In The Guilty Plea, the first murder discovery happens within the first two brief chapters in a house on Hillside Drive. That’s a small street close to Broadview on the east side of the Don Valley Parkway. Then on page 18, the Ontario Food Terminal is mentioned, and on page 25, both the Gladstone Hotel and TIFF (Toronto International Film Festival) play parts in the story.
In the Ava Lee series, Hamilton has her living in the downtown Yorkville district. Each story starts off with Ava doing other familiar things in her hometown (e.g., having dim sum in a Richmond Hill restaurant) and also ends that way (e.g., coming home from Guyana at Pearson Airport.)
But as the titles suggest, in each case the heroine visits exotic foreign places as a vital part of her work. Lee is typical of young people these days who take for granted being able to fly off to far-off lands or return at short notice.
And author Ian Hamilton, who as a businessman is said to have worked in more than 30 countries, has told interviewers that in these Ava Lee adventures he only uses the places he knows well.
Another aspect of these different stories is how comfortable Hamilton is in telling us about the effects that Chinese and other Asian cultures have on not only the heroine’s behaviour, but also on some of the people she has to deal with.

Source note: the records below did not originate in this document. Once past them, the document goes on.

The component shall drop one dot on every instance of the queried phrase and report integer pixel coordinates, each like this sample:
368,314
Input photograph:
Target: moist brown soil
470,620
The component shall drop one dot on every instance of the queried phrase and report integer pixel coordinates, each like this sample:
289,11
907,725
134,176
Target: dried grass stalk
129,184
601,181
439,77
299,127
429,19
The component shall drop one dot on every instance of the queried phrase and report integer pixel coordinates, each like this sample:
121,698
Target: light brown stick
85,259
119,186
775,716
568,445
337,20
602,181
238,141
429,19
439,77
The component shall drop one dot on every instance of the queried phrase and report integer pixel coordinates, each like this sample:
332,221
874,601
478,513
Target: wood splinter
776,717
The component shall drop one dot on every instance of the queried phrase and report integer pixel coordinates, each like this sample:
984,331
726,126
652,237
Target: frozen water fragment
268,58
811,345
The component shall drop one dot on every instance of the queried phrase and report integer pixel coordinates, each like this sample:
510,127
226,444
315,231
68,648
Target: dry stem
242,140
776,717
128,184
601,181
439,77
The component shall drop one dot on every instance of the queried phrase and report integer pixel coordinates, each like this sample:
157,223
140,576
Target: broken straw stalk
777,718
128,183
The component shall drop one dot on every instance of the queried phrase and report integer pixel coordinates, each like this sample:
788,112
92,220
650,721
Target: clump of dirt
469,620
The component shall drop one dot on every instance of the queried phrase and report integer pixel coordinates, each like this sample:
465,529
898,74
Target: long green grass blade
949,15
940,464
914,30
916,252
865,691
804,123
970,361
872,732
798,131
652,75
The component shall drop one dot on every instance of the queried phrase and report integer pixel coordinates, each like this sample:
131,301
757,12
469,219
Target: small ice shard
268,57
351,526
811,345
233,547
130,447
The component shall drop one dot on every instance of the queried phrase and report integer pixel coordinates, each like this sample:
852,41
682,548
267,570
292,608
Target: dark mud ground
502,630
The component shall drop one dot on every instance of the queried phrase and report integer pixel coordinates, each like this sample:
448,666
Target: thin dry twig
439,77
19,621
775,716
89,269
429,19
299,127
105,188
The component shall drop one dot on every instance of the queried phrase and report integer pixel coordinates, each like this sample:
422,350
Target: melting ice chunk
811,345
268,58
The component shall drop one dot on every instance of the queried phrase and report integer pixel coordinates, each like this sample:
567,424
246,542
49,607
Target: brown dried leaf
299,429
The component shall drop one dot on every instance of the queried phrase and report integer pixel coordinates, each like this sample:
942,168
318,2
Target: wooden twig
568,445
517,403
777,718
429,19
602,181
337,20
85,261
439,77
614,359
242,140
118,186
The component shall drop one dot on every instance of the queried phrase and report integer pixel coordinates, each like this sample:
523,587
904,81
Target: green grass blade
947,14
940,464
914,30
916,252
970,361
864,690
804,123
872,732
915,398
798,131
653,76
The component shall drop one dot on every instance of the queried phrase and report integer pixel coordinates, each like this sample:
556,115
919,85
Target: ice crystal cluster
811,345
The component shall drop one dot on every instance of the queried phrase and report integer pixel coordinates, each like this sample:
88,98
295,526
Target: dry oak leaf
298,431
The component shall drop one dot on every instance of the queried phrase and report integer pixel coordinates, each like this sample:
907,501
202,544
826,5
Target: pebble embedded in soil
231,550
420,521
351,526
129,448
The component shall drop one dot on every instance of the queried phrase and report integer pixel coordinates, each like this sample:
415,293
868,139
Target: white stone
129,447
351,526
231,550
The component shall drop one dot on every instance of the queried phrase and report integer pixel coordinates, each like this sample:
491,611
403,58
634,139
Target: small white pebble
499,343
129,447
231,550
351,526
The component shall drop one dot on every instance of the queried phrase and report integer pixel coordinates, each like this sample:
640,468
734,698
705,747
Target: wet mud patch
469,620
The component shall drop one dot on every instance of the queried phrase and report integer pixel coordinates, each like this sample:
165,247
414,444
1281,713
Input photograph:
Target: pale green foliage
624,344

One unique quality of this fictional heroine is how petite Ava Lee can defend herself against physical attacks, being an expert of a little-known Chinese martial art called Bak Mei.
Although I am a judoka and have studied other Asian martial arts, this is the first time I learned about Bak Mei, which is another form of Kung fu. And going online, my discovery was that it is not something invented by Ian Hamilton, but the real thing. And apparently there are Bak Mei dojos in Toronto.

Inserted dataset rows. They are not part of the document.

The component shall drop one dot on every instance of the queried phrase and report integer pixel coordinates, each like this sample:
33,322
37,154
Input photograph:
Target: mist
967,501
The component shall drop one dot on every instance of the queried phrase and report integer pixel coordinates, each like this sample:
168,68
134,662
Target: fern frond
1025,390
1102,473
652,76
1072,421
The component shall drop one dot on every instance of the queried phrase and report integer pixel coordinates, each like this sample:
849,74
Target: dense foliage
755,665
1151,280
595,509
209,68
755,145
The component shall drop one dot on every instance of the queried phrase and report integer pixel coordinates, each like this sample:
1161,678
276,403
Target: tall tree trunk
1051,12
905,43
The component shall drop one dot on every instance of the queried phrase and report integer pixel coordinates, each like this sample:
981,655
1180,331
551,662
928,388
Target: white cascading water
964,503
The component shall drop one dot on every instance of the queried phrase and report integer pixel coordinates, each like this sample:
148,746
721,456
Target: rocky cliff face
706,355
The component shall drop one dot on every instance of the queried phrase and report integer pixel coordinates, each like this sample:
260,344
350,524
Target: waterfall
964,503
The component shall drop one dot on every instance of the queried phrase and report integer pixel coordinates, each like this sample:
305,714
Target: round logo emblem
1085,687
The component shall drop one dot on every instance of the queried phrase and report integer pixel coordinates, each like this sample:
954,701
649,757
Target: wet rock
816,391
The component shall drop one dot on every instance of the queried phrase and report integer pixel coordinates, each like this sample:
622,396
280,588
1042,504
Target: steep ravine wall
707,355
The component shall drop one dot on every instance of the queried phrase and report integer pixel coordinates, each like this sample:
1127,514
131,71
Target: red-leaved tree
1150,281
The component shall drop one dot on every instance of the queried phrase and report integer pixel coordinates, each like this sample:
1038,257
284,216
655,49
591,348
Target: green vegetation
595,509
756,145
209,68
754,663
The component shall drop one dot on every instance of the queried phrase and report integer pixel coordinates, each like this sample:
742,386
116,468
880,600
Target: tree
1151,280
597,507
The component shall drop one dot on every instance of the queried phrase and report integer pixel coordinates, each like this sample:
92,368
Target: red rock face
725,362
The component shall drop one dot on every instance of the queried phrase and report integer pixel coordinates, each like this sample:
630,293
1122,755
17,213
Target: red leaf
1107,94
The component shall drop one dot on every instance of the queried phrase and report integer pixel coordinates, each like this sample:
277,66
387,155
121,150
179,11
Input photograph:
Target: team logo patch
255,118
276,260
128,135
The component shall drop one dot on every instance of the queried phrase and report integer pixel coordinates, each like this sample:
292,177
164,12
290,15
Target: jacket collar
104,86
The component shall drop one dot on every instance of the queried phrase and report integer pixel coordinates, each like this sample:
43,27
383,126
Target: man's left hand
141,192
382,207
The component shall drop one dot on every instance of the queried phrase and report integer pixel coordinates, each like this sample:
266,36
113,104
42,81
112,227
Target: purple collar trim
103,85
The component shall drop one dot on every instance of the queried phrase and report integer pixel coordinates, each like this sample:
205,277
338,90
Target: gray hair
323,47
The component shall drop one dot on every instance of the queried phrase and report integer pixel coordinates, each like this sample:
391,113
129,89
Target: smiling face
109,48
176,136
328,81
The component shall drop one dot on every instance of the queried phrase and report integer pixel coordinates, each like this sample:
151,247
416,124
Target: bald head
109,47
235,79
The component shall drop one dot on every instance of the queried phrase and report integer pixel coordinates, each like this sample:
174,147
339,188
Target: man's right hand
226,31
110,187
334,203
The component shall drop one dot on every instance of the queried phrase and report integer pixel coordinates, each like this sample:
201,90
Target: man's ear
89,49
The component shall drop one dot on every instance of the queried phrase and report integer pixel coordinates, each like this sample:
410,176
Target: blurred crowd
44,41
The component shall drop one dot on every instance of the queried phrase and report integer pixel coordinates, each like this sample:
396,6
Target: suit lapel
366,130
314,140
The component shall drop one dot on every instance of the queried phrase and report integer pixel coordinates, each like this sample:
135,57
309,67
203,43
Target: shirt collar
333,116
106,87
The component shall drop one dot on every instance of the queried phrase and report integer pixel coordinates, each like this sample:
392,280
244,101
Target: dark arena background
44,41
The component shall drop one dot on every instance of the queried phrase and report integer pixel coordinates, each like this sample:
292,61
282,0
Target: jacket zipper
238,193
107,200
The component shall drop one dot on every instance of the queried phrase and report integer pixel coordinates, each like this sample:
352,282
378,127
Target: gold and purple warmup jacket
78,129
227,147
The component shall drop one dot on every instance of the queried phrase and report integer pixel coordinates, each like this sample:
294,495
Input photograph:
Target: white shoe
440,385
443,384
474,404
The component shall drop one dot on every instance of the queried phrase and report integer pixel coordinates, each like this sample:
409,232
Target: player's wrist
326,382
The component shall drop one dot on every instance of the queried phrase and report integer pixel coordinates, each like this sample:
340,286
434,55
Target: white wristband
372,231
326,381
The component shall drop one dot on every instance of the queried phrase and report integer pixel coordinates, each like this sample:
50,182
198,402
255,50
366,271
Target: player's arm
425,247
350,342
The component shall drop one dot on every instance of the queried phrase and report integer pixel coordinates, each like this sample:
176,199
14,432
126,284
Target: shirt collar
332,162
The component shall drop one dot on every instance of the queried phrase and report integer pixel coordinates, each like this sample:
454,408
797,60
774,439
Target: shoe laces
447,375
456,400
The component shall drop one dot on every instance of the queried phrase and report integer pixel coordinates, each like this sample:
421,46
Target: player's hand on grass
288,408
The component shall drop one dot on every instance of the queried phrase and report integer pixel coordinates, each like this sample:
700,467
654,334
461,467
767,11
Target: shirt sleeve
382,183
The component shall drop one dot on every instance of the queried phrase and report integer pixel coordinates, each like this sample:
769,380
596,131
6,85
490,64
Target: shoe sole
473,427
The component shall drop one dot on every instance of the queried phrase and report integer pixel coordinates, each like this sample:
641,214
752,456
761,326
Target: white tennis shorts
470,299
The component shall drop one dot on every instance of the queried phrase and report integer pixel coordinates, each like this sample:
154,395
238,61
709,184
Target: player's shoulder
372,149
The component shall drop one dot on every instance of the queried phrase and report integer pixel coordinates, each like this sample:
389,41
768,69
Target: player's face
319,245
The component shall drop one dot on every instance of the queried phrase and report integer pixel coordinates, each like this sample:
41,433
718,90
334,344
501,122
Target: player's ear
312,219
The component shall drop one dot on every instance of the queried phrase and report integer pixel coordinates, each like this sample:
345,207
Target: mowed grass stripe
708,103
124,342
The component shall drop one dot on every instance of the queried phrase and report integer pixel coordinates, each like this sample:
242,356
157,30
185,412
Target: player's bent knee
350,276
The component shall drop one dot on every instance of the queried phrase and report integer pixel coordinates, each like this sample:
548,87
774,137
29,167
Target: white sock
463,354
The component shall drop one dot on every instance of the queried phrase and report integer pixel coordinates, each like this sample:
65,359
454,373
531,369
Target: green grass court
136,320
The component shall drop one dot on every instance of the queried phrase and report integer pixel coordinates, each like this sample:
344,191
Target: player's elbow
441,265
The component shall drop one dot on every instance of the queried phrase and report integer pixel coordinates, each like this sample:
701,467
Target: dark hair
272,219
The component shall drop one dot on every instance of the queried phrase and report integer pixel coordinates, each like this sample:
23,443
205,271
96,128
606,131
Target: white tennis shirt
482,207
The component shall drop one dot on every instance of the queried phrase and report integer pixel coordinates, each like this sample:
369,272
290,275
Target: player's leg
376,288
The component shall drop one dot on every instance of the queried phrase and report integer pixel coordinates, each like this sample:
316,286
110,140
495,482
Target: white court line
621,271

As well, CBC will be adapting Ian Hamilton’s book series into a new show. It will be a limited series that will be produced by Strada Films who have made several book-to-tv adaptations.

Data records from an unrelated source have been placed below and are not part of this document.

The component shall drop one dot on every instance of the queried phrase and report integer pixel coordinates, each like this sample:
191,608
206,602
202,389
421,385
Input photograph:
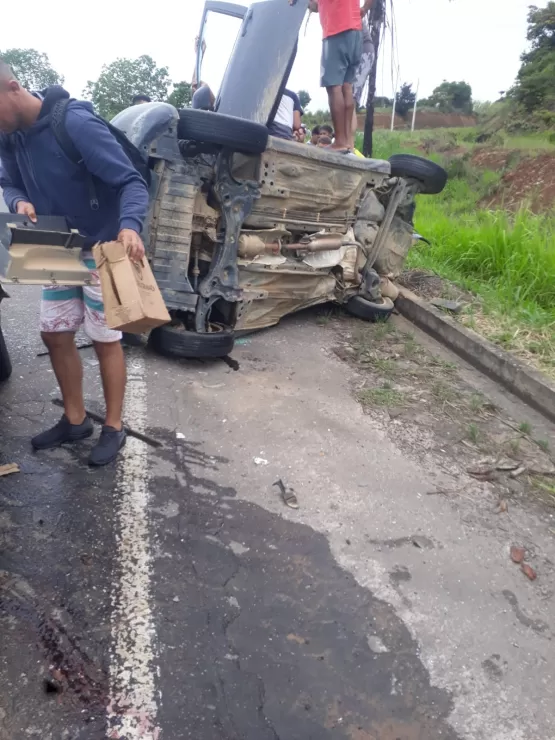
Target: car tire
5,362
432,177
176,341
372,311
225,131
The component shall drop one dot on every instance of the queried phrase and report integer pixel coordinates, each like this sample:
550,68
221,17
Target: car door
259,64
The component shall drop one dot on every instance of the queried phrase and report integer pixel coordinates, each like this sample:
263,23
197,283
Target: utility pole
376,18
395,91
415,104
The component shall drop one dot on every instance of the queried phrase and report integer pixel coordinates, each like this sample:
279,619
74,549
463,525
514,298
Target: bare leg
112,369
349,103
68,369
337,108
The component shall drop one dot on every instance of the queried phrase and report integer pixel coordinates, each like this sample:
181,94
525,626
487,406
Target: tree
181,95
121,80
535,86
305,98
450,97
382,102
405,99
32,68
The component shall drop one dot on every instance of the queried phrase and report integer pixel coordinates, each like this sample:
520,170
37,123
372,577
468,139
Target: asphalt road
174,595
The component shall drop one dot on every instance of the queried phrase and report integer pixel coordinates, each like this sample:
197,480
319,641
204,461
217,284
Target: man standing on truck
341,53
38,177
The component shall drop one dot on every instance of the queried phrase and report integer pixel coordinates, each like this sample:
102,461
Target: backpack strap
65,142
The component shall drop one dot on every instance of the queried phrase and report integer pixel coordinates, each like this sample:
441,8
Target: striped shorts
68,308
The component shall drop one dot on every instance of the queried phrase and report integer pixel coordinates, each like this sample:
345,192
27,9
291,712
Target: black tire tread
226,131
172,341
367,310
431,175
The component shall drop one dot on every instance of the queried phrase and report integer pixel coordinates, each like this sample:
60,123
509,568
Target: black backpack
58,126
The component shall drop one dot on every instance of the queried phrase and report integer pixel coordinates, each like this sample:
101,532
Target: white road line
133,669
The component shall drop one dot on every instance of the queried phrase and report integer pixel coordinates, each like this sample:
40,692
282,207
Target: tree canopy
535,85
121,80
405,99
181,95
304,97
32,68
451,97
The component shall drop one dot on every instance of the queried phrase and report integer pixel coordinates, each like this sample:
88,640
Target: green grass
385,396
506,259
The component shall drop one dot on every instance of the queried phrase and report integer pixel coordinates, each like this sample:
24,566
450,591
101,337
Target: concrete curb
530,385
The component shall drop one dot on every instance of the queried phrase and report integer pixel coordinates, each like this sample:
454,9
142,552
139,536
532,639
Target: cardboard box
132,299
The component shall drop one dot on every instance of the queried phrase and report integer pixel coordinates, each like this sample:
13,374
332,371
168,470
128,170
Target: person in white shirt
287,120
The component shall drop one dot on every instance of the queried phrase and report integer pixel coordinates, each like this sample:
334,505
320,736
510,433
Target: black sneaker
109,444
63,432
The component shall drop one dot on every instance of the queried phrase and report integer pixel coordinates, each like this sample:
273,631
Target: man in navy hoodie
38,177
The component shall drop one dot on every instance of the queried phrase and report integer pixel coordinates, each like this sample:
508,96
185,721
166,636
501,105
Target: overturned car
245,228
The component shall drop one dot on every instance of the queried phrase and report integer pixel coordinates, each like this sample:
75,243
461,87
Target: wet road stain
56,551
270,640
535,624
71,671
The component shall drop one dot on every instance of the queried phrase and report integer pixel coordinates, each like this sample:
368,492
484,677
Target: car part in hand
175,341
372,311
432,177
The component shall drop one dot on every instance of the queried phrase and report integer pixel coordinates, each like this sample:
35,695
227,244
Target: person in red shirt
341,52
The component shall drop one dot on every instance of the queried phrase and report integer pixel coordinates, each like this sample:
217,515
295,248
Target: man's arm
10,178
366,7
105,159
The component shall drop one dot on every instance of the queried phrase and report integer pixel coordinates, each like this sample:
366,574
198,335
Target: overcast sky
479,41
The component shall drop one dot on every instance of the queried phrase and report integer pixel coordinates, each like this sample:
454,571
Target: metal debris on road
445,305
130,432
483,473
518,471
507,465
9,468
287,494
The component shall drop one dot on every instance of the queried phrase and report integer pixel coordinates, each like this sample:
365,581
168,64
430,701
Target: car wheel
5,362
226,131
432,177
373,311
176,341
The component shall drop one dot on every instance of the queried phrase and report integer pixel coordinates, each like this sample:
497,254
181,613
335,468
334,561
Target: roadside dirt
535,347
528,180
435,416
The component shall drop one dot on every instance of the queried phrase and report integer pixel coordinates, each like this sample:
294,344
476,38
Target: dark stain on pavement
264,636
535,624
56,550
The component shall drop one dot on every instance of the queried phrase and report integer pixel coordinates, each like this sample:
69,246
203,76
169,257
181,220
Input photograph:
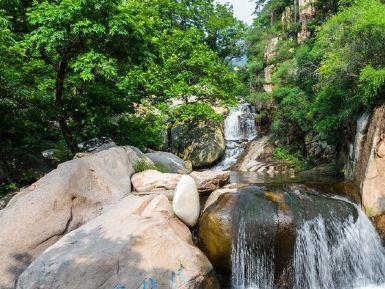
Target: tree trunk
62,119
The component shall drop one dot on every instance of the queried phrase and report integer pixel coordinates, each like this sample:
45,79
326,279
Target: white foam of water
239,129
328,255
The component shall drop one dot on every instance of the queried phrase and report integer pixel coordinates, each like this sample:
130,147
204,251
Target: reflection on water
255,178
328,185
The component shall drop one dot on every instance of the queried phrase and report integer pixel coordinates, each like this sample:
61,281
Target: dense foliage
72,70
323,84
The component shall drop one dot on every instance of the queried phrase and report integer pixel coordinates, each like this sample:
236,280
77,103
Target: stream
297,233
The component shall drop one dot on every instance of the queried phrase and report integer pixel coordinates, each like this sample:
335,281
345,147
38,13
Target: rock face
138,243
201,142
272,216
170,162
370,165
152,181
186,201
268,85
216,230
61,201
252,154
208,181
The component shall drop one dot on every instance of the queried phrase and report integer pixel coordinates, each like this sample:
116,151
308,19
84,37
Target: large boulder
74,193
208,181
154,181
186,201
201,142
97,145
170,162
138,243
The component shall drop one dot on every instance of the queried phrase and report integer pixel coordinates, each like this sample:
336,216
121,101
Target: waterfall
328,254
239,130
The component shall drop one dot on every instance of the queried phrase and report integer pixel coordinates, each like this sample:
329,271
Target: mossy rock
201,142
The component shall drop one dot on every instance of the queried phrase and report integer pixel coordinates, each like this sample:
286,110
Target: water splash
239,130
246,261
328,254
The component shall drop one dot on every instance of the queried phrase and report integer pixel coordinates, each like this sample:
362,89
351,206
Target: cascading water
328,254
239,130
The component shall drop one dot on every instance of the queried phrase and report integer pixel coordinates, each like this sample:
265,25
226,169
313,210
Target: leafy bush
195,110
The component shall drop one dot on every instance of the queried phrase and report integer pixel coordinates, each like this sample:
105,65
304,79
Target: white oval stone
186,201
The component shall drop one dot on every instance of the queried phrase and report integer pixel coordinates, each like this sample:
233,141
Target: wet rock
152,180
369,170
74,193
379,224
186,201
137,243
271,216
201,142
216,231
217,193
381,149
170,162
208,181
169,194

Anyway, even if you’re not a mystery addict, I recommend the first Ava Lee novel, The Water Rat of Wanchai, for you to explore. And for mystery lovers, both Toronto-based series by local authors are well worth your while. Just in case you haven’t discovered them already.
As mystery addicts, Betty and I have consumed so many mystery novels from the Toronto Public Library that it would take a while to give you an accurate count.
And we are so fortunate to live in the city reported to have more public libraries (99-100) than any other in the world.
One other more familiar Toronto-based detective series is much better known because of its popular TV version. That is the CBC-TV’s Murdoch Mysteries which is currently in its seventh season.
Betty is an ardent follower of the detective’s adventures that take place back in late 19th century Toronto.
Murdoch is played by Montreal-born Torontonian Yannick Bisson, who was one of the leads in the amusing Sue Thomas F.B.Eye series. So Monday nights from 8-9 is Betty’s Murdoch Mystery time.
Which means I can’t join in because often a Toronto Raptor game is going on at the same time. And pro basketball is my wintertime sport, having given up on ice hockey back in Harold Ballard’s time.
So my option is to catch repeats of Murdoch Mysteries episodes—they are often available on different TV channels.
And also, I can always fall back on reading the original novels by Maureen Jennings from which the well-done TV series was developed. And by the time I’ve done that, there’ll be new detective stories to enjoy.